Ma questo non è vero! Il licenziamento senza giusta causa non è consentito nemmeno nelle aziende con meno di 15 dipendenti. La differenza è determinata dal fatto che per le imprese con più dipendenti è previsto il loro reintegro mentre in quelle con meno dipendenti no. Ma tutto ciò ha una motivazione legittima.
Quale?
Quella per cui in un’azienda molto piccola, quando si rompe il rapporto fiduciario tra datore di lavoro e dipendente, è molto difficile che quest’ultimo possa rimanere all’interno, tant’è che è prevista una remunerazione.
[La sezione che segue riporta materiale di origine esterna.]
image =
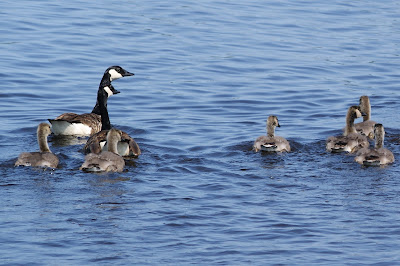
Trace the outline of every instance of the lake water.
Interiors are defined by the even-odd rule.
[[[0,263],[400,262],[396,1],[8,1],[0,11]],[[142,155],[79,171],[85,139],[50,136],[55,171],[13,166],[36,128],[90,112],[105,69],[111,123]],[[329,154],[368,95],[396,162]],[[293,151],[260,154],[277,115]]]

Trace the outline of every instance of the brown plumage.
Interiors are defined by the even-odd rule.
[[[84,149],[87,153],[100,153],[107,150],[107,133],[109,130],[102,130],[91,136],[86,142]],[[121,140],[118,142],[118,154],[121,156],[139,156],[141,154],[139,145],[126,132],[121,131]]]
[[[64,113],[55,119],[49,119],[54,135],[92,136],[102,129],[101,112],[107,110],[107,100],[111,95],[119,93],[111,81],[132,76],[120,66],[111,66],[103,74],[97,91],[97,102],[91,113]],[[107,114],[108,115],[108,114]]]

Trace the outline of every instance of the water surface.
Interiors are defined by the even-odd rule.
[[[400,154],[394,1],[6,1],[0,11],[0,262],[396,264],[398,162],[328,154],[370,96]],[[111,123],[142,155],[80,172],[85,139],[50,137],[58,169],[14,168],[36,127],[90,112],[104,70]],[[277,115],[293,152],[254,153]]]

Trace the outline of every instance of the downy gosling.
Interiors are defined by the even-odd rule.
[[[37,140],[39,144],[39,152],[23,152],[15,162],[15,166],[39,166],[56,168],[58,166],[58,158],[54,155],[47,143],[47,136],[51,134],[50,125],[46,123],[39,124],[37,128]]]
[[[391,151],[383,147],[385,139],[385,129],[382,124],[375,124],[375,148],[364,148],[358,151],[354,160],[365,166],[380,166],[394,162],[394,155]]]
[[[266,152],[289,152],[289,142],[279,136],[275,136],[275,128],[280,127],[278,118],[271,115],[267,119],[267,136],[260,136],[256,139],[253,145],[254,151]]]
[[[118,155],[117,145],[121,141],[122,132],[112,128],[107,133],[108,150],[99,154],[89,153],[85,162],[79,168],[85,172],[122,172],[125,167],[124,159]]]
[[[357,133],[354,120],[362,116],[359,106],[350,106],[346,115],[346,128],[342,136],[332,136],[326,140],[329,152],[353,153],[361,148],[367,148],[369,142],[366,136]]]

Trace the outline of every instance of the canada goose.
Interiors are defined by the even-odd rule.
[[[326,149],[330,152],[353,153],[360,148],[367,148],[369,142],[366,136],[358,134],[354,120],[362,116],[359,106],[350,106],[346,115],[346,128],[343,136],[332,136],[326,140]]]
[[[85,156],[85,162],[79,168],[86,172],[122,172],[125,167],[124,159],[118,155],[117,144],[121,141],[122,132],[110,129],[107,133],[107,151],[99,154],[89,153]]]
[[[385,139],[385,129],[382,124],[375,124],[374,126],[375,135],[375,148],[368,149],[364,148],[357,152],[357,156],[354,160],[365,166],[379,166],[394,162],[394,156],[391,151],[383,147]]]
[[[99,90],[97,95],[101,94],[103,99],[101,104],[107,108],[107,99],[111,95],[119,93],[113,86],[111,81],[133,76],[120,66],[111,66],[104,72],[103,78],[101,79]],[[52,131],[54,135],[78,135],[78,136],[91,136],[101,130],[101,118],[100,118],[100,102],[97,97],[96,105],[94,106],[91,113],[75,114],[75,113],[64,113],[55,119],[49,119],[52,125]]]
[[[41,166],[56,168],[58,158],[49,149],[47,136],[51,134],[50,125],[46,123],[39,124],[37,128],[37,139],[40,152],[23,152],[19,155],[15,166]]]
[[[278,118],[271,115],[267,119],[267,136],[260,136],[254,142],[253,149],[267,152],[290,151],[289,142],[279,136],[275,136],[275,127],[280,127]]]
[[[368,96],[364,95],[360,97],[360,110],[362,113],[365,113],[365,116],[363,116],[363,122],[355,124],[356,130],[361,135],[373,139],[376,122],[371,120],[371,104]]]

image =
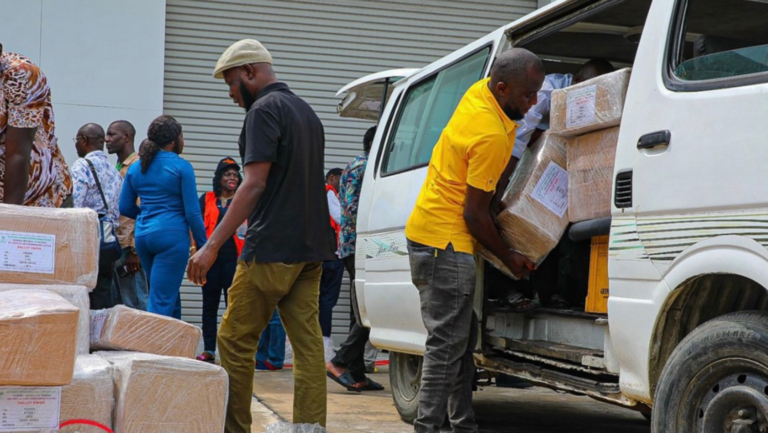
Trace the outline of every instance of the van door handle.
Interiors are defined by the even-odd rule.
[[[637,141],[638,149],[653,149],[658,146],[669,146],[672,140],[672,133],[669,131],[656,131],[645,134]]]

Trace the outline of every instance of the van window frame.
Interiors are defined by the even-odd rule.
[[[394,108],[392,111],[394,112],[400,112],[400,102],[403,99],[403,95],[406,92],[400,92],[399,95],[397,95],[397,99],[395,100]],[[389,130],[392,128],[392,123],[395,119],[395,116],[389,116],[389,119],[387,119],[387,123],[384,126],[384,133],[381,135],[381,139],[379,141],[378,146],[378,152],[376,154],[376,162],[373,168],[373,178],[376,179],[379,177],[379,167],[381,166],[381,161],[384,159],[384,154],[386,152],[387,146],[387,140],[389,139]]]
[[[395,175],[398,175],[398,174],[407,173],[409,171],[418,170],[420,168],[424,168],[424,167],[429,166],[429,161],[427,161],[427,162],[422,163],[422,164],[416,164],[416,165],[413,165],[413,166],[410,166],[410,167],[406,167],[406,168],[403,168],[403,169],[400,169],[400,170],[395,170],[395,171],[384,173],[384,167],[386,167],[387,163],[389,162],[389,156],[392,154],[392,147],[394,146],[394,142],[390,141],[389,139],[390,139],[390,136],[393,133],[393,129],[395,128],[395,126],[400,125],[400,120],[401,120],[401,118],[403,116],[403,112],[405,111],[405,101],[408,100],[408,96],[411,94],[411,91],[413,91],[413,89],[415,87],[417,87],[418,85],[422,84],[423,82],[435,78],[440,72],[442,72],[442,71],[444,71],[444,70],[446,70],[448,68],[451,68],[451,67],[457,65],[458,63],[463,62],[464,60],[468,59],[469,57],[472,57],[472,56],[476,55],[477,53],[479,53],[479,52],[481,52],[483,50],[488,50],[488,58],[485,60],[485,64],[483,65],[483,73],[482,73],[480,79],[482,80],[484,78],[487,78],[488,77],[488,66],[490,65],[490,63],[492,63],[493,59],[495,58],[494,57],[494,46],[495,46],[495,42],[494,41],[489,41],[487,44],[477,48],[476,50],[470,51],[469,53],[461,56],[460,58],[456,59],[455,61],[453,61],[453,62],[451,62],[451,63],[449,63],[447,65],[444,65],[440,69],[436,69],[431,74],[425,75],[425,76],[419,78],[418,80],[414,81],[413,83],[408,83],[407,84],[408,87],[398,97],[398,101],[397,101],[397,104],[398,104],[397,114],[394,115],[394,116],[390,116],[390,119],[389,119],[388,124],[387,124],[387,130],[386,130],[386,133],[384,134],[384,137],[383,137],[383,140],[384,140],[384,142],[382,143],[383,146],[380,147],[380,149],[382,149],[382,152],[380,152],[379,156],[377,156],[377,158],[376,158],[376,171],[375,171],[375,174],[378,175],[378,177],[385,178],[385,177],[389,177],[389,176],[395,176]],[[437,143],[435,143],[435,145],[436,144]],[[434,149],[434,147],[433,147],[433,149]],[[379,159],[381,160],[380,164],[379,164]]]
[[[672,8],[672,19],[667,31],[667,46],[665,48],[664,66],[662,68],[662,79],[667,90],[673,92],[705,92],[768,83],[768,72],[699,81],[686,81],[675,75],[675,69],[679,65],[678,59],[681,58],[685,40],[683,31],[685,30],[689,1],[676,0]]]

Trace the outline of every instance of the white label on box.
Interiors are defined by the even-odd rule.
[[[101,331],[104,330],[104,323],[109,317],[108,310],[91,310],[91,344],[97,345],[101,340]]]
[[[56,235],[0,230],[0,271],[52,274]]]
[[[59,428],[61,387],[0,386],[0,432]]]
[[[531,196],[562,218],[568,210],[568,172],[550,161]]]
[[[587,86],[568,92],[565,126],[578,128],[595,122],[595,98],[597,86]]]

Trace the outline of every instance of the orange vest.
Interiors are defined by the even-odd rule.
[[[209,238],[213,234],[213,230],[216,229],[216,224],[219,223],[219,205],[216,203],[216,194],[213,191],[205,193],[205,215],[203,215],[203,223],[205,224],[205,234]],[[238,230],[239,232],[240,230]],[[238,236],[237,232],[232,236],[235,239],[235,245],[237,246],[237,254],[243,251],[243,245],[245,245],[245,236]]]
[[[325,184],[325,194],[328,195],[328,191],[333,191],[336,196],[339,195],[339,192],[336,191],[336,188],[334,188],[331,185]],[[339,233],[341,232],[341,226],[336,223],[336,220],[331,217],[331,228],[333,228],[333,231],[336,233],[336,247],[339,246]]]

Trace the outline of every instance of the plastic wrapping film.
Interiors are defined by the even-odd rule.
[[[194,358],[202,337],[197,326],[123,305],[91,311],[91,350]]]
[[[59,422],[69,420],[96,421],[111,428],[115,396],[112,364],[96,355],[81,355],[75,361],[72,383],[61,387]],[[25,430],[16,433],[43,433],[48,430]],[[71,425],[56,430],[60,433],[104,433],[99,427]]]
[[[78,309],[45,290],[0,292],[0,385],[72,381]]]
[[[99,219],[90,209],[0,204],[0,281],[96,287]],[[20,253],[24,251],[24,256]]]
[[[517,164],[502,199],[506,209],[496,217],[507,246],[537,264],[557,246],[568,226],[565,166],[565,139],[545,133]],[[481,245],[478,253],[512,275]]]
[[[550,132],[573,137],[618,126],[632,69],[621,69],[552,92]]]
[[[611,216],[618,142],[618,127],[568,140],[568,219],[571,222]]]
[[[267,426],[267,433],[326,433],[320,424],[293,424],[290,422],[275,422]]]
[[[136,352],[96,352],[114,367],[116,433],[220,433],[229,381],[223,368]]]
[[[90,306],[88,288],[85,286],[63,286],[51,284],[1,284],[0,292],[9,290],[47,290],[56,293],[80,310],[77,320],[77,353],[87,355],[90,352]]]

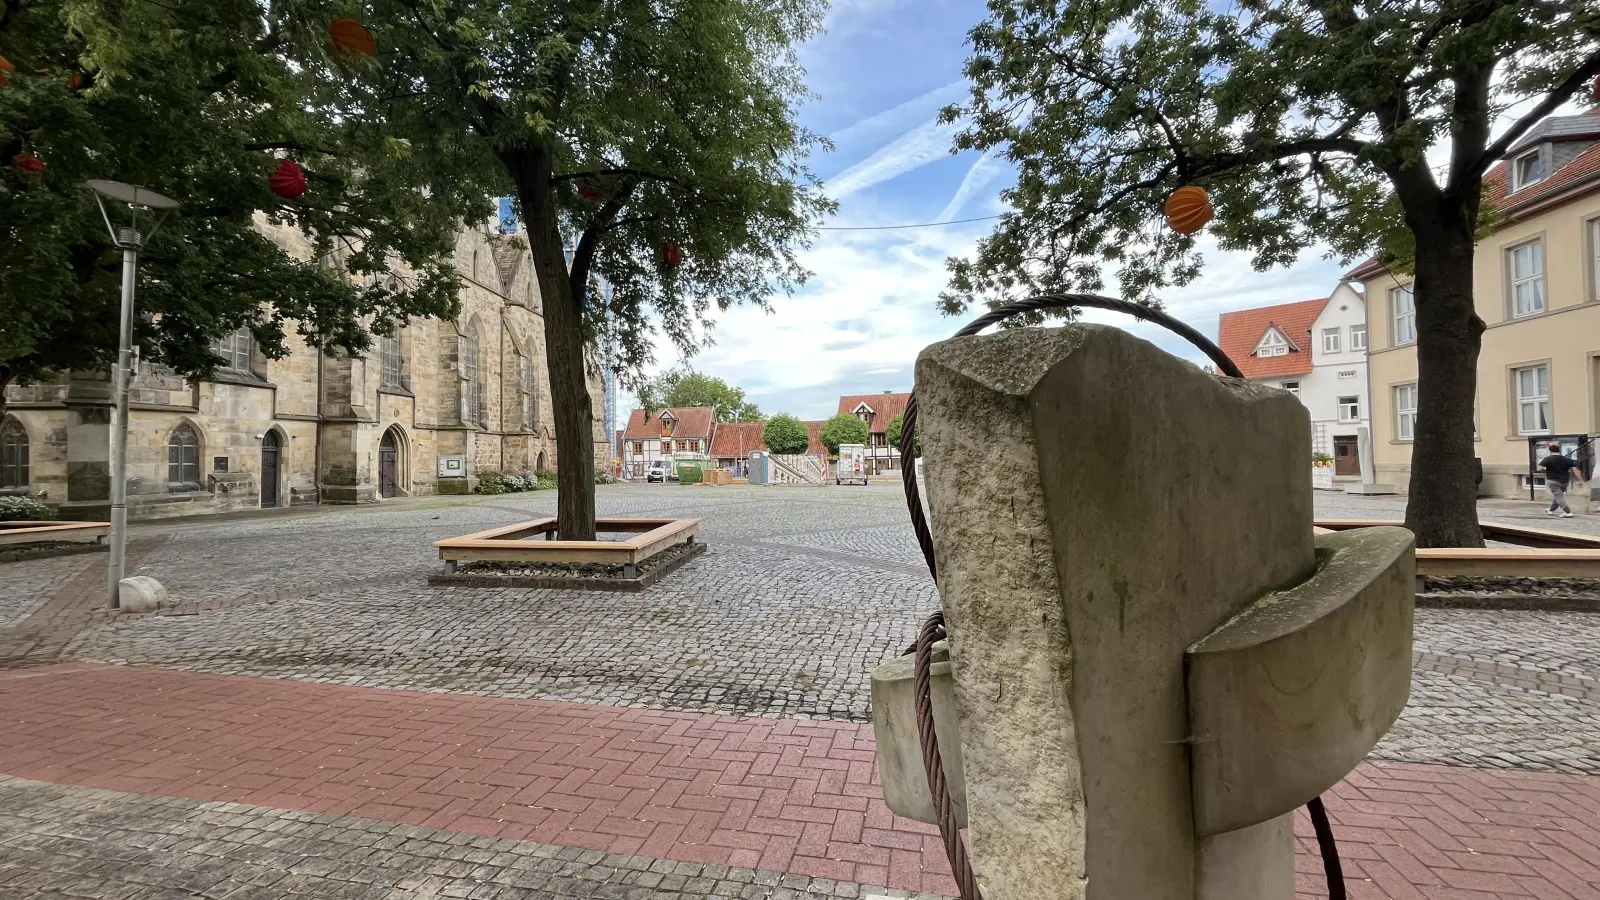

Quindi il problema è mal posto: non è affatto vero che la Cgil si preoccupa solo di chi è già garantito e ignora tutti gli altri.
Anche sul contratto unico la Cgil è contraria. Superare tutte le differenze di trattamento dovute alla presenza di 40 diverse tipologie non garantirebbe una maggiore equità?
E’ indubbio che l’Italia sia oramai il Paese con più tipologie contrattuali in entrata e che una vera riforma dovrebbe portare a una semplificazione sostanziale dal momento che dentro questa moltiplicazione delle tipologie si è creato un esercito di persone che non ha né presente né futuro, vittime di una illegalità diffusa; detto ciò parlare di “contratto unico” significa parlare di qualcosa che non esiste in natura. Come si fa a pensare di cancellare il lavoro stagionale, il tempo determinato, il lavoro interinale? Chi raccoglie i pomodori durante una determinata stagione dell’anno non può essere certo assunto a tempo indeterminato. Quello che si deve eliminare, quando si parla di semplificazione, sono invece tutti quei lavori a chiamata, a progetto, di collaborazione, le partite Iva finte, il lavoro condiviso, che invece davvero determinano una precarizzazione della condizione lavorativa.
Per la prossima settimana è fissato un nuovo incontro governo-parti sociali. Resterete seduti al tavolo fino alla fine, qualsiasi cosa vi sarà somministrato?
La Cgil non si è mai sottratta ai tavoli di trattativa, al limite non firma gli accordi. Discutiamo fino alla fine ma nessuno può dirci, come è accaduto con le pensioni, “prendere o lasciare”.